Start talking today with friends and colleagues about things that really matter. You’ll be amazed at how quickly and deeply you connect.
Sharing a loss encourages your healing, while allowing another person to express him/herself also. The more we talk about our feelings, the more we create opportunities to heal.
Talking about a difficult time you’re experiencing allows you to physically get the feelings out, and it can often lead to clearer thinking for you or problem solving together.
Ask for help. This is something that is almost taboo in our culture. Glenys Carl’s son was mugged in Australia and in a coma. When she went to see him, she was alone in a foreign country and knew no one. She needed help so she literally started knocking on doors and handing out flyers. Three hundred people volunteered to help her. (She now has a non-profit agency to match volunteers with people in need.)

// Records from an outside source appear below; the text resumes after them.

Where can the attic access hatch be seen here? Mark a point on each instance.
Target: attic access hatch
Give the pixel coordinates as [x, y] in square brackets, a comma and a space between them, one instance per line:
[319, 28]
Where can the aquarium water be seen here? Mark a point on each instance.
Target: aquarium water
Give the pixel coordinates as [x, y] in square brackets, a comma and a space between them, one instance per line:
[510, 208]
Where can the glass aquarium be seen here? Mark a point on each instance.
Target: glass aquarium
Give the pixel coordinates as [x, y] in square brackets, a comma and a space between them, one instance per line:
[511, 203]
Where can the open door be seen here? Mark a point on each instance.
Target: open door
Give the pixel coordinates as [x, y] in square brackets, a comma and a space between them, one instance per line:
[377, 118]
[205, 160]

If you absolutely, beyond a shadow of a doubt can’t ask for help, at least accept it when it’s offered. I find that people want to help but they don’t know what to do. Be specific. Make a list so that when someone offers, you can check your list and ask them to do your laundry or take the dog for a walk.
Some ways to start conversations:
“Do you have brothers and sisters? Are your parents still alive?” If they are find out where they live, what they do, how they are. If they aren’t ask what happened to them, how long ago, how the person dealt with the loss, and how they deal with it today.
If you know of a specific incident the person is going through, address it. “I’m sorry to hear about your (fill in the blank)—death in the family, divorce, car wreck, lost dog, grown child moving back home, etc.” (I don’t mean to imply that these things are equal—they’re just various examples.) “What are you doing to take care of yourself? How do you handle the stress day to day?” If we heard about something positive in a friend’s or colleague’s life we would mention it in a heartbeat–birth in the family, marriage, new puppy, graduation, or even a new car.
We all experience losses and grief. It’s just part of life. Sometimes the best gift you can give someone is just to listen. It seems the more intimate the story and the more vulnerable the person, the more intrusive it is to respond with a story of my own. There’s a fine line of whether I’m going to be perceived as sharing or competing. In these circumstances I ask myself whether my story will bring us closer together or further apart. Will it show that I understand what he’s saying or simply be a distraction? When you start sharing feelings, you’ll become more sensitive and know when to tell your own story.
If you’re just not at a point where you can talk about your loss, another way to relieve your stress and explore your inner feelings is to write about it. Be fearless in your writing. This is a place you can easily explore the conflicting emotions of grief.